EduStudio

In EduStudio, we adopt a flexible CSV (Comma-Separated Values) file format following Recbole. The flexible CSV format is defined in middata stage of dataset (see Dataset Stage Protocol for details).

The Middle Data Format Protocol including two parts: Columns name Format and Filename Format.

Columns Name Format

feat_type	Explanations	Examples
token	single discrete feature	exer_id, stu_id
token_seq	discrete features sequence	knowledge concept seq of exercise
float	single continuous feature	label, start_timestamp
float_seq	continuous feature sequence	word2vec embedding of exercise

Filename format

So far, there are five atomic files in edustudio.

Note: Users could also load other types of data except the three atomic files below. {dt} is the dataset name.

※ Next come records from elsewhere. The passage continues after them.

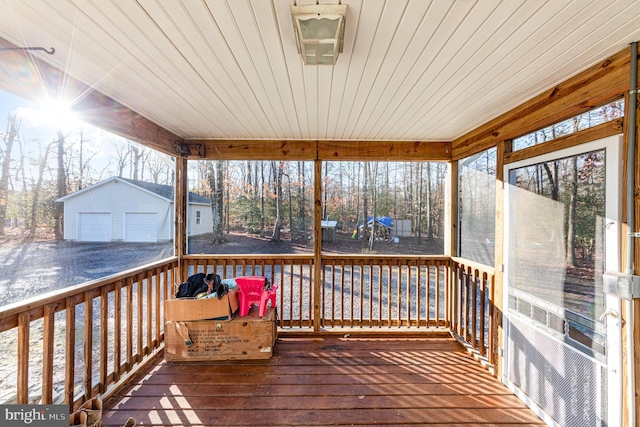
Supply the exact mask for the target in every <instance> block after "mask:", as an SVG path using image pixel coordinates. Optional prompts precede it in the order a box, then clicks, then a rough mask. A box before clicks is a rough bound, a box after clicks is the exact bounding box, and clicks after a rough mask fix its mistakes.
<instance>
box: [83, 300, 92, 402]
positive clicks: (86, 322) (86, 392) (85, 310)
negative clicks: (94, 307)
mask: <svg viewBox="0 0 640 427" xmlns="http://www.w3.org/2000/svg"><path fill="white" fill-rule="evenodd" d="M92 363H93V298H92V296H91V292H90V291H87V292H85V293H84V383H83V385H84V400H85V401H86V400H89V399H91V398H92V397H93V395H92V394H93V393H92V388H93V381H92V373H93V372H92V371H93V366H92Z"/></svg>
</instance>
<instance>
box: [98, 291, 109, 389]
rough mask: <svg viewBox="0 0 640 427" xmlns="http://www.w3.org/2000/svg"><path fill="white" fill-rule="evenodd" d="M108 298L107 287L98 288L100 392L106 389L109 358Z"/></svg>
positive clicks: (106, 385)
mask: <svg viewBox="0 0 640 427" xmlns="http://www.w3.org/2000/svg"><path fill="white" fill-rule="evenodd" d="M108 316H109V299H108V297H107V288H106V286H103V287H102V288H101V289H100V386H99V390H100V393H104V392H105V391H106V390H107V362H108V360H109V318H108Z"/></svg>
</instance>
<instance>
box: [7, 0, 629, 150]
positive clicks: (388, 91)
mask: <svg viewBox="0 0 640 427" xmlns="http://www.w3.org/2000/svg"><path fill="white" fill-rule="evenodd" d="M320 2H321V3H338V2H339V0H320ZM293 3H294V1H292V0H242V1H239V0H112V1H103V0H82V1H75V0H29V1H24V0H0V10H2V13H1V14H0V37H1V38H3V39H5V41H7V42H10V43H11V44H13V45H16V46H42V47H46V48H49V47H54V48H55V50H56V51H55V54H53V55H48V54H46V53H44V52H42V51H38V52H33V55H35V56H36V57H37V58H39V59H40V60H42V61H45V62H46V63H48V64H51V65H53V66H55V67H57V68H58V69H60V70H63V71H64V72H65V73H68V75H70V76H72V77H74V78H75V79H78V80H79V81H81V82H83V83H84V84H86V85H87V86H88V87H89V88H92V89H95V90H97V91H99V92H101V93H103V94H106V95H107V96H109V97H111V98H112V99H114V100H116V101H117V102H119V103H120V104H123V105H124V106H126V107H128V108H129V109H131V110H133V111H134V112H136V113H139V114H140V115H142V116H143V117H145V118H147V119H149V120H151V121H152V122H154V123H156V124H158V125H160V126H161V127H163V128H164V129H166V130H168V131H170V132H172V133H173V134H175V135H176V136H178V137H180V138H185V139H251V140H255V139H258V140H260V139H274V140H287V139H288V140H299V139H302V140H374V141H375V140H408V141H416V140H420V141H451V140H454V139H455V138H457V137H460V136H462V135H464V134H465V133H467V132H469V131H471V130H472V129H474V128H476V127H478V126H479V125H481V124H483V123H486V122H488V121H489V120H491V119H492V118H495V117H496V116H498V115H500V114H502V113H504V112H506V111H508V110H510V109H512V108H513V107H515V106H517V105H519V104H521V103H522V102H524V101H526V100H528V99H530V98H532V97H533V96H535V95H537V94H539V93H541V92H543V91H544V90H547V89H549V88H552V87H554V85H556V84H558V83H559V82H562V81H564V80H566V79H567V78H569V77H570V76H573V75H575V74H577V73H579V72H580V71H582V70H585V69H586V68H588V67H589V66H591V65H593V64H595V63H597V62H598V61H600V60H603V59H604V58H607V57H608V56H610V55H612V54H614V53H616V52H619V51H621V50H623V49H626V48H627V47H628V44H629V43H631V42H633V41H635V40H638V39H640V2H638V1H635V0H546V1H545V0H536V1H528V0H431V1H429V0H366V1H365V0H342V3H343V4H346V5H347V6H348V15H347V20H346V32H345V42H344V51H343V53H342V54H340V56H339V58H338V61H337V64H336V65H335V66H326V65H325V66H305V65H303V62H302V58H301V57H300V55H299V54H298V52H297V49H296V43H295V38H294V33H293V25H292V20H291V14H290V6H291V5H292V4H293ZM297 3H298V4H305V3H315V0H313V1H303V0H297ZM0 43H2V40H0ZM5 45H7V43H5ZM0 54H2V55H6V54H7V53H6V52H0ZM1 62H2V61H0V63H1ZM0 75H4V76H5V78H2V77H0V87H1V88H3V89H6V90H9V91H12V92H14V93H18V94H22V95H35V94H36V93H37V92H38V90H40V89H42V88H43V84H42V82H40V83H39V84H40V86H38V83H36V84H35V86H34V87H30V88H25V87H24V86H25V85H24V84H21V85H20V86H19V87H18V86H16V82H15V79H11V78H8V77H7V76H11V73H0ZM36 76H37V74H36ZM64 91H65V89H64V88H63V90H62V92H64ZM63 94H64V93H63ZM66 95H68V96H71V97H76V99H77V98H78V97H81V96H82V94H80V93H67V94H66Z"/></svg>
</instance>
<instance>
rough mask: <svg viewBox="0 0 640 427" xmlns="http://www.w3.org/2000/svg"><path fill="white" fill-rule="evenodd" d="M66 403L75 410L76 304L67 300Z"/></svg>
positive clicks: (65, 389) (65, 377)
mask: <svg viewBox="0 0 640 427" xmlns="http://www.w3.org/2000/svg"><path fill="white" fill-rule="evenodd" d="M65 310H66V311H65V314H66V316H65V356H64V359H65V360H64V362H65V363H64V365H65V366H64V403H66V404H67V405H69V406H70V407H71V409H72V410H73V401H74V388H75V366H76V302H75V298H74V297H67V298H66V299H65Z"/></svg>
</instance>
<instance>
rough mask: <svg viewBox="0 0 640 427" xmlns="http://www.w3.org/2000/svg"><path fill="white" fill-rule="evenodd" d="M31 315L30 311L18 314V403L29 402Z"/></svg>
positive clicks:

filename format	description
{dt}.inter.csv	Student-Exercise Interaction data
{dt}.train.inter.csv	Student-Exercise Interaction data for training set
{dt}.valid.inter.csv	Student-Exercise Interaction data for validation set
{dt}.test.inter.csv	Student-Exercise Interaction data for test set
{dt}.stu.csv	Features of students
{dt}.exer.csv	Features of exercises

Example

example_dt.inter.csv

stu_id:token	exer_id:token	label:float
0	1	0.0
1	0	1.0

example_dt.stu.csv

stu_id:token	gender:token	occupation:token
0	1	11
1	0	7

example_dt.exer.csv

exer_id:token	cpt_seq:token_seq	w2v_emb:float_seq
0	[0, 1]	[0.121, 0.123, 0.761]
1	[1, 2, 3]	[0.229, -0.113, 0.138]